Many of our older apartment blocks were not built to last
Much is being written and talked about urban renewal and revitalisation, and some say that buildings are not old at 50. Maybe that is true elsewhere.
It is as well to remind ourselves that the concrete in the buildings that were built in those far-off days used sand taken by the Sand Monopoly from the beaches of Mirs Bay in the mainland, which was then washed on construction sites with poor supervision when we were short of water, which had also to be paid for.
The condition of the concrete and steel in many of those buildings is far from ideal, to say the least. Moreover the rows of buildings, along narrow streets for the most part, had so-called verandahs. The utilities were at the back.

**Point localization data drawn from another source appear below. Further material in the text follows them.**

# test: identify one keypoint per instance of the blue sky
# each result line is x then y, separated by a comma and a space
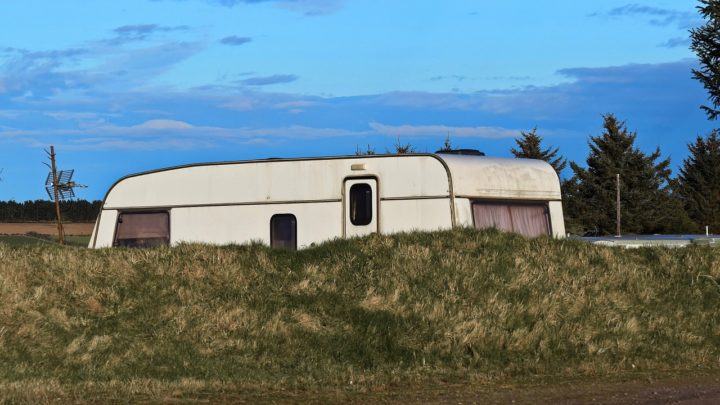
122, 87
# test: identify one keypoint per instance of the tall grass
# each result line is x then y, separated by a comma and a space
451, 305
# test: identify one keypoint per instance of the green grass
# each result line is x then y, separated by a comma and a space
447, 306
40, 240
23, 240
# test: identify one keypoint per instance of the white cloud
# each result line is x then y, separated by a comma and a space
162, 125
441, 130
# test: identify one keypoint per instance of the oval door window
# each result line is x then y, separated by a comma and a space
361, 204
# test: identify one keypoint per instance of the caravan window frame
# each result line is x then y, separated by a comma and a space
118, 219
535, 203
294, 231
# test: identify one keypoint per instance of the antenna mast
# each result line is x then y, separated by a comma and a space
618, 206
59, 186
53, 173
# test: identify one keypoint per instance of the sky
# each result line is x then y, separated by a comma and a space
123, 87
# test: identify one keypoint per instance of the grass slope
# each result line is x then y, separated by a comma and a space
453, 306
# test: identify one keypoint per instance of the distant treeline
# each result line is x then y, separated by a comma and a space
42, 210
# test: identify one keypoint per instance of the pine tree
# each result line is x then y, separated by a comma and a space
646, 200
447, 145
699, 182
403, 148
706, 45
529, 145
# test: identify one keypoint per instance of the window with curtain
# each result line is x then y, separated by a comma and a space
528, 219
283, 231
143, 229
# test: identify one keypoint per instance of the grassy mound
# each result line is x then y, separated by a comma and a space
447, 305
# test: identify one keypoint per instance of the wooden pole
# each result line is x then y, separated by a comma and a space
61, 237
619, 234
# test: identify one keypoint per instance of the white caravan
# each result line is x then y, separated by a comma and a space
296, 203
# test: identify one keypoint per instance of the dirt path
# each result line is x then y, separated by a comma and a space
45, 228
684, 390
696, 390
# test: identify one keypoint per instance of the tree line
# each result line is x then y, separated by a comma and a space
43, 211
652, 201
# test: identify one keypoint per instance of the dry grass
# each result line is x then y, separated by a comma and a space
349, 314
45, 228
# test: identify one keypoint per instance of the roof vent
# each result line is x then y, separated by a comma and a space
472, 152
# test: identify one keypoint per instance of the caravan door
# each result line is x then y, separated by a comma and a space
360, 207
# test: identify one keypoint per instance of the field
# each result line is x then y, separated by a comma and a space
41, 233
458, 315
45, 228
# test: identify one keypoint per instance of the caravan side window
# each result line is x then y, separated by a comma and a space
283, 231
529, 219
361, 204
143, 229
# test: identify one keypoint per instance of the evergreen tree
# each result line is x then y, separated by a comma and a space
447, 145
647, 203
699, 182
529, 145
706, 45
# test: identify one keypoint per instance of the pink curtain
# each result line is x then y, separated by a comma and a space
527, 219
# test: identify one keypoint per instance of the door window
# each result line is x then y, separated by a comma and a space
361, 202
283, 231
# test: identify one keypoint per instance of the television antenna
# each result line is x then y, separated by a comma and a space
59, 186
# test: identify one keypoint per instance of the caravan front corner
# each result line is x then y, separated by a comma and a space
295, 203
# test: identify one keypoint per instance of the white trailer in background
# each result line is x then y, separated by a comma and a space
295, 203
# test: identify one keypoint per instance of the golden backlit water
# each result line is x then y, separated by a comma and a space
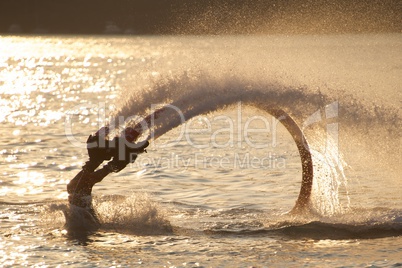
224, 199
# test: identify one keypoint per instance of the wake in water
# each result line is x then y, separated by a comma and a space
135, 214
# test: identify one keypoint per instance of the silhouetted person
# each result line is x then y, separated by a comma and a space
120, 151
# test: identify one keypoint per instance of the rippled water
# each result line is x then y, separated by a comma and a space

No sooner had the buildings been erected than the owners connected the verandah below to the one above and joined the two together, thus obstructing the air flow to the back.
At the back of the building was a so-called light-well. The windows were closed and it quickly became a dark hole. Most of the buildings at about that time were nine storeys high with single frontage.
The access was a winding, narrow staircase right to the top floor.
Lifts were unknown to them and it would be extremely difficult if not impossible to install them now. Even if you could put in a lift you would still need a staircase.
We can patch them up; give them a few more years of habitable life because there is no alternative. But let's not kid ourselves, they will have to go or alternatively the best of them - provided the problem of the surrounding environment of narrow airless streets can also be addressed - could be emptied of residents and be given a complete renovation.
These are the buildings in which are found the cages and cubicles for thousands of our citizens.
I write from experience, having visited them over the 50 years of their lives and mine.